Vous évoquez la beauté de votre mère et le fait que ce critère comptait beaucoup pour elle. Auriez-vous été différente si ça n’avait pas été le cas ?Je ne sais pas. Ce que je sais, c’est qu’à l’âge de 6 ans, je priais pour être belle. J’aurais pu prier pour être intelligente, avoir plein d’amis ou un million d’autres choses, mais non : je priais dans ma tête pour être belle, car selon moi, c’était ce qui allait me rendre heureuse dans ma vie.
Puisque vous avez ouvert les yeux avec un certain recul sur le milieu dans lequel vous avez évolué, n’est-ce pas difficile d’en jouer le jeu ? De faire la mannequin à nouveau ?Non, parce que j’ai trouvé des moyens d’avoir le contrôle sur mon métier, que ce contrôle me permet de me sentir mieux. Et partager mon expérience en fait partie. Néanmoins, sur les rapports humains de manière générale, il est plus difficile de mettre un couvercle sur ma lucidité. Quand mes amies me racontent leurs premiers rendez-vous amoureux, par exemple, je vois tout de suite des dynamiques qu’elles ne voient pas et qu’elles n’ont d’ailleurs pas forcément envie que je leur mette sous le nez, mais je ne peux pas m’en empêcher !
Comment a réagi le monde de la mode et du mannequinat, que vous égratignez un peu au passage ?Plusieurs photographes et designers ont apprécié que quelqu’un de l’intérieur parle de la complexité d’un milieu, des sentiments mêlés qu’ils et elles ont pu avoir aussi. Mais je dois dire que ce qui m’a le plus comblée, c’est de recevoir des messages de jeunes filles, de jeunes femmes, issues d’autres univers que le mien et qui pouvaient avoir rencontré les mêmes interrogations, les mêmes complexes, les mêmes situations gênantes, je crois qu’elles ont aimé entendre ça venant de moi.
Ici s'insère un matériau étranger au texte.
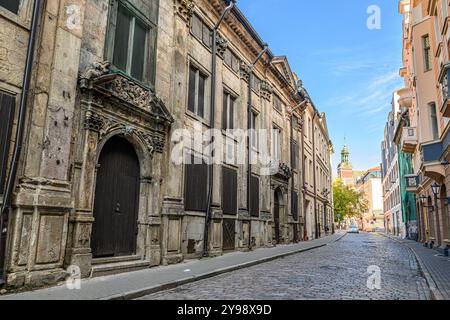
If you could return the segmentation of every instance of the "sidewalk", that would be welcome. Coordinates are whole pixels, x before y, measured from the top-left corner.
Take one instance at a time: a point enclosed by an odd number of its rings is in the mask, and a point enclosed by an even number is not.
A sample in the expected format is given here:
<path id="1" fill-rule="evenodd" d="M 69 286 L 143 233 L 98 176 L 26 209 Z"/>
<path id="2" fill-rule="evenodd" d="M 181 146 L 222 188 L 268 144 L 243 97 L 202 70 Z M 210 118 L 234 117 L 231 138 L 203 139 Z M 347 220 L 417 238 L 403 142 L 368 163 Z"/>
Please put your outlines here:
<path id="1" fill-rule="evenodd" d="M 450 300 L 450 258 L 428 249 L 419 242 L 387 235 L 414 252 L 436 300 Z"/>
<path id="2" fill-rule="evenodd" d="M 341 232 L 309 242 L 263 248 L 252 252 L 233 252 L 217 258 L 190 260 L 177 265 L 86 279 L 81 283 L 81 290 L 69 290 L 65 284 L 62 284 L 49 289 L 0 296 L 0 300 L 134 299 L 186 283 L 320 248 L 340 240 L 345 234 Z"/>

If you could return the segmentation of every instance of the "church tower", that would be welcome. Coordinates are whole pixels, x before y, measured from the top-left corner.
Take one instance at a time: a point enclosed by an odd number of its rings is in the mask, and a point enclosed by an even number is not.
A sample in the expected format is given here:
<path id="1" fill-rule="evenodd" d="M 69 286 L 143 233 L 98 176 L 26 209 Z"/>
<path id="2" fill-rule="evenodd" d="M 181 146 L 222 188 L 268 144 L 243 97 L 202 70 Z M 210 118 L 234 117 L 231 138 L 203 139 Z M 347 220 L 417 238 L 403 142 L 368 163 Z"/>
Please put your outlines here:
<path id="1" fill-rule="evenodd" d="M 344 145 L 344 148 L 341 152 L 341 162 L 338 165 L 338 177 L 342 180 L 344 185 L 348 187 L 355 186 L 355 179 L 353 176 L 353 166 L 350 163 L 350 151 L 348 150 L 347 145 Z"/>

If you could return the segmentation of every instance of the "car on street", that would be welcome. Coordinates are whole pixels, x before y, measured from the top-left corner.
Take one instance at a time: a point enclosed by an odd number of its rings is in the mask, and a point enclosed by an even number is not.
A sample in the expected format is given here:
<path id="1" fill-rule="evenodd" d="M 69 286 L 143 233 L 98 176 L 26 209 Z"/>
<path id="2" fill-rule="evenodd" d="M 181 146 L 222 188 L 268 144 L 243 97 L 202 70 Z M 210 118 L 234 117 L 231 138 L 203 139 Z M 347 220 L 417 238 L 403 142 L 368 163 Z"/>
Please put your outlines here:
<path id="1" fill-rule="evenodd" d="M 351 225 L 348 228 L 348 233 L 359 233 L 359 227 L 356 225 Z"/>

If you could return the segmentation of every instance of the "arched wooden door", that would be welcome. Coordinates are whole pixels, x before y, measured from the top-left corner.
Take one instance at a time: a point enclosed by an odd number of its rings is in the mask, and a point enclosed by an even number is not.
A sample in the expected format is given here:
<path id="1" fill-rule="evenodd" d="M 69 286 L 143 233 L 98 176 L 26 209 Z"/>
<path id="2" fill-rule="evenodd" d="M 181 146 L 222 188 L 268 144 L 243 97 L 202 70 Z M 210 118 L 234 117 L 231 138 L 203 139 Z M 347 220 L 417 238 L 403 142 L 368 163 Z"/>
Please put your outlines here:
<path id="1" fill-rule="evenodd" d="M 139 159 L 126 139 L 113 137 L 103 147 L 98 164 L 93 256 L 133 255 L 139 207 Z"/>
<path id="2" fill-rule="evenodd" d="M 273 219 L 275 223 L 275 241 L 277 244 L 279 244 L 281 241 L 280 237 L 280 206 L 281 206 L 281 199 L 283 197 L 283 194 L 281 193 L 280 189 L 275 190 L 275 201 L 274 201 L 274 210 L 273 210 Z"/>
Dans le livre, vous racontez la réaction de surprise d’un homme lorsque vous dites vouloir changer des choses chez vous, est-ce vraiment le cas ?Bien sûr, il m’est arrivé dans ma vie de vouloir changer des éléments de mon apparence physique. La question n’est pas de savoir à quoi on ressemble car quand vous vous regardez dans la glace, vous ne voyez pas ce que les autres voient. Et je peux vous dire que quand vous êtes mannequin, vous passez beaucoup de temps à vous regarder. Moi, par exemple, je suis aujourd’hui quasiment incapable de dire si une photo de moi est bonne ou non. Toutes les femmes aimeraient avoir un plus petit nez, des plus longues jambes, ou un plus grand nez et des jambes moins grandes. C’est pour ça que l’industrie de la beauté est un marché considérable !
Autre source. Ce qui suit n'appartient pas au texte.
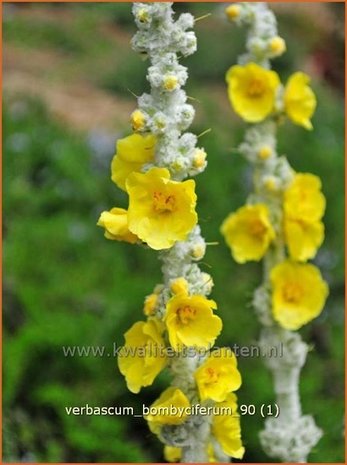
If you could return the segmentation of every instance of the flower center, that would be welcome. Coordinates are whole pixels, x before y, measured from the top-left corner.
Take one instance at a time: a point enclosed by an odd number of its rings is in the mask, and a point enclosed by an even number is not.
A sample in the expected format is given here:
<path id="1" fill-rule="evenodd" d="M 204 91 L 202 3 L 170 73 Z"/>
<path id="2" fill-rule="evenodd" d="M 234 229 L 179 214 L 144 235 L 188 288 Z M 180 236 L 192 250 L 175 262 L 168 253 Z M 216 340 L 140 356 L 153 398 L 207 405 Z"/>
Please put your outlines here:
<path id="1" fill-rule="evenodd" d="M 209 377 L 209 384 L 217 383 L 218 382 L 218 373 L 211 367 L 206 369 L 206 373 Z"/>
<path id="2" fill-rule="evenodd" d="M 162 192 L 154 192 L 153 194 L 153 208 L 158 213 L 172 212 L 175 207 L 175 197 L 173 195 L 166 195 Z"/>
<path id="3" fill-rule="evenodd" d="M 187 325 L 190 321 L 195 320 L 196 309 L 185 305 L 177 310 L 177 316 L 183 325 Z"/>
<path id="4" fill-rule="evenodd" d="M 282 295 L 286 302 L 298 303 L 302 298 L 303 292 L 299 283 L 287 283 L 282 289 Z"/>
<path id="5" fill-rule="evenodd" d="M 264 93 L 264 83 L 261 79 L 252 79 L 247 94 L 249 97 L 260 97 Z"/>
<path id="6" fill-rule="evenodd" d="M 249 225 L 252 236 L 260 237 L 266 232 L 266 227 L 260 220 L 253 220 Z"/>

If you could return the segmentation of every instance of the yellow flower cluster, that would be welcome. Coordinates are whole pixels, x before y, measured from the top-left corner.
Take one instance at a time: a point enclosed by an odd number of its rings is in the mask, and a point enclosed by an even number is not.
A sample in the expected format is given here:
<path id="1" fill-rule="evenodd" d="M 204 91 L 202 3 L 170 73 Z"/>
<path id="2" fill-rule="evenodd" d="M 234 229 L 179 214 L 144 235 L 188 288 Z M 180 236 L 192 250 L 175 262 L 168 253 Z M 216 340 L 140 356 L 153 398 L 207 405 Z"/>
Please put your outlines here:
<path id="1" fill-rule="evenodd" d="M 165 393 L 162 394 L 162 396 L 164 395 Z M 183 399 L 181 398 L 180 400 L 180 404 L 183 404 Z M 160 398 L 153 406 L 157 406 L 157 402 L 160 402 Z M 223 402 L 218 403 L 218 407 L 221 408 L 221 412 L 223 412 L 224 408 L 225 412 L 232 411 L 233 414 L 221 413 L 220 415 L 213 416 L 211 425 L 213 438 L 218 441 L 222 451 L 226 455 L 235 459 L 242 459 L 245 449 L 241 440 L 240 416 L 237 413 L 236 395 L 229 393 Z M 155 431 L 153 424 L 150 428 L 152 431 Z M 208 443 L 206 446 L 206 455 L 210 463 L 218 462 L 215 456 L 215 447 L 216 445 L 213 442 Z M 168 462 L 179 462 L 182 457 L 182 449 L 180 447 L 165 446 L 164 457 Z"/>
<path id="2" fill-rule="evenodd" d="M 223 359 L 220 360 L 222 363 Z M 211 368 L 213 370 L 214 368 Z M 233 366 L 235 373 L 236 364 Z M 227 373 L 227 370 L 224 370 Z M 229 374 L 229 378 L 232 378 Z M 238 374 L 239 376 L 239 374 Z M 218 381 L 215 380 L 214 384 Z M 241 381 L 240 381 L 241 382 Z M 231 392 L 231 389 L 236 389 L 240 383 L 229 383 L 228 392 L 221 397 L 221 401 L 214 404 L 214 409 L 219 409 L 218 414 L 214 414 L 211 419 L 211 442 L 206 445 L 206 455 L 209 462 L 217 462 L 215 457 L 214 441 L 218 441 L 219 447 L 223 452 L 233 458 L 241 459 L 244 454 L 244 447 L 241 440 L 240 416 L 237 412 L 237 397 Z M 192 407 L 188 397 L 178 388 L 169 387 L 161 396 L 151 405 L 150 411 L 157 412 L 155 415 L 148 414 L 146 420 L 150 430 L 160 436 L 161 428 L 165 425 L 181 425 L 187 420 L 187 411 Z M 174 408 L 174 409 L 173 409 Z M 174 410 L 175 413 L 162 414 L 160 412 L 168 412 Z M 231 413 L 232 412 L 232 413 Z M 213 441 L 214 440 L 214 441 Z M 179 447 L 165 446 L 164 456 L 168 462 L 177 462 L 181 459 L 182 450 Z"/>
<path id="3" fill-rule="evenodd" d="M 227 14 L 236 13 L 230 9 Z M 248 63 L 232 66 L 226 80 L 230 102 L 245 121 L 259 123 L 284 112 L 294 123 L 312 129 L 310 118 L 316 98 L 306 74 L 294 73 L 283 89 L 277 73 Z M 259 159 L 263 163 L 270 156 L 268 147 L 261 148 Z M 264 178 L 264 186 L 274 195 L 282 195 L 273 176 Z M 275 227 L 278 214 L 267 203 L 254 203 L 231 213 L 223 222 L 221 233 L 238 263 L 261 260 L 278 240 L 286 244 L 291 260 L 271 271 L 272 314 L 282 327 L 298 329 L 319 315 L 328 293 L 317 268 L 296 263 L 314 258 L 324 239 L 321 220 L 325 198 L 320 179 L 308 173 L 294 174 L 281 203 L 280 225 Z"/>
<path id="4" fill-rule="evenodd" d="M 275 71 L 247 63 L 232 66 L 226 81 L 230 102 L 245 121 L 259 123 L 284 112 L 295 124 L 312 129 L 310 118 L 317 102 L 305 73 L 294 73 L 283 89 Z"/>
<path id="5" fill-rule="evenodd" d="M 152 135 L 132 134 L 118 140 L 111 177 L 128 193 L 129 207 L 101 214 L 97 224 L 105 228 L 107 239 L 132 244 L 142 241 L 152 249 L 162 250 L 185 240 L 197 224 L 193 180 L 173 181 L 166 168 L 141 172 L 146 163 L 154 160 L 155 145 Z"/>
<path id="6" fill-rule="evenodd" d="M 184 278 L 179 280 L 184 288 Z M 173 292 L 166 304 L 162 322 L 154 316 L 157 299 L 155 292 L 146 298 L 144 313 L 148 315 L 148 320 L 146 323 L 135 323 L 125 333 L 125 346 L 118 359 L 120 370 L 132 392 L 139 392 L 142 386 L 152 384 L 164 368 L 167 360 L 164 332 L 171 348 L 179 353 L 186 347 L 208 350 L 222 330 L 222 320 L 213 312 L 217 308 L 213 300 L 202 295 L 189 295 L 185 289 L 178 294 Z M 231 356 L 230 360 L 234 362 Z"/>
<path id="7" fill-rule="evenodd" d="M 278 265 L 271 274 L 273 317 L 286 329 L 298 329 L 318 316 L 324 307 L 328 292 L 319 270 L 313 265 L 295 263 L 306 262 L 316 255 L 324 238 L 321 221 L 324 210 L 320 179 L 309 173 L 295 174 L 284 191 L 280 228 L 291 261 Z M 246 205 L 231 213 L 223 222 L 221 233 L 238 263 L 261 260 L 278 239 L 266 204 Z M 289 273 L 290 270 L 294 272 Z M 291 279 L 295 275 L 296 284 Z M 283 285 L 278 284 L 280 281 Z M 307 298 L 312 289 L 316 299 Z"/>
<path id="8" fill-rule="evenodd" d="M 293 260 L 314 258 L 324 239 L 321 221 L 325 197 L 320 179 L 309 173 L 296 173 L 283 196 L 283 231 Z M 246 205 L 231 213 L 221 232 L 238 263 L 259 261 L 276 239 L 266 204 Z"/>
<path id="9" fill-rule="evenodd" d="M 163 321 L 155 316 L 158 291 L 160 288 L 156 288 L 146 298 L 144 313 L 148 316 L 147 321 L 135 323 L 125 333 L 125 345 L 118 356 L 119 369 L 129 390 L 134 393 L 153 383 L 169 363 L 169 351 L 173 350 L 178 356 L 187 347 L 208 351 L 222 329 L 221 319 L 214 314 L 216 303 L 202 295 L 189 295 L 185 278 L 172 281 L 172 296 L 166 304 Z M 165 341 L 169 341 L 170 345 L 167 346 Z M 229 348 L 209 352 L 196 369 L 194 379 L 201 405 L 214 402 L 216 406 L 229 406 L 234 412 L 232 417 L 226 414 L 214 415 L 211 431 L 225 454 L 241 458 L 244 449 L 240 420 L 236 396 L 232 394 L 241 386 L 235 355 Z M 165 411 L 165 406 L 168 407 L 168 412 L 160 413 Z M 170 413 L 170 406 L 177 408 L 176 413 Z M 151 431 L 160 436 L 164 425 L 183 424 L 188 414 L 179 414 L 180 409 L 191 406 L 191 400 L 181 389 L 175 386 L 166 389 L 151 406 L 151 411 L 157 409 L 158 414 L 149 414 L 146 417 Z M 211 461 L 215 461 L 212 460 L 212 444 L 208 447 L 209 457 Z M 165 449 L 168 460 L 178 457 L 180 453 L 176 448 Z"/>
<path id="10" fill-rule="evenodd" d="M 234 15 L 234 9 L 229 13 Z M 294 73 L 283 89 L 277 73 L 248 63 L 232 66 L 226 80 L 231 104 L 245 121 L 259 123 L 284 112 L 294 123 L 312 129 L 316 98 L 304 73 Z M 271 149 L 262 147 L 258 155 L 266 164 Z M 328 294 L 319 270 L 300 263 L 314 258 L 323 242 L 325 198 L 313 174 L 294 174 L 282 191 L 277 182 L 272 175 L 263 180 L 282 204 L 280 224 L 273 204 L 252 203 L 231 213 L 221 233 L 238 263 L 260 261 L 278 241 L 287 246 L 290 260 L 271 270 L 272 316 L 282 327 L 298 329 L 320 314 Z"/>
Vous sortez d’une période de promotion et rentrez d’une tournée en Europe pour parler de My Body. Quel métier est le plus fatigant écrivain ou mannequin ?Mannequin ! Car parler de mon livre est beaucoup plus galvanisant et gratifiant pour moi, ça me nourrit davantage d’échanger sur mon texte que de poser devant un objectif. Il n’y a qu’un seul bémol : là, tout de suite, je ne peux plus supporter d’entendre ma propre voix !
(1) My Body, d’Emily Ratajkowski, Éditions du Seuil, 272 pages, 19 €.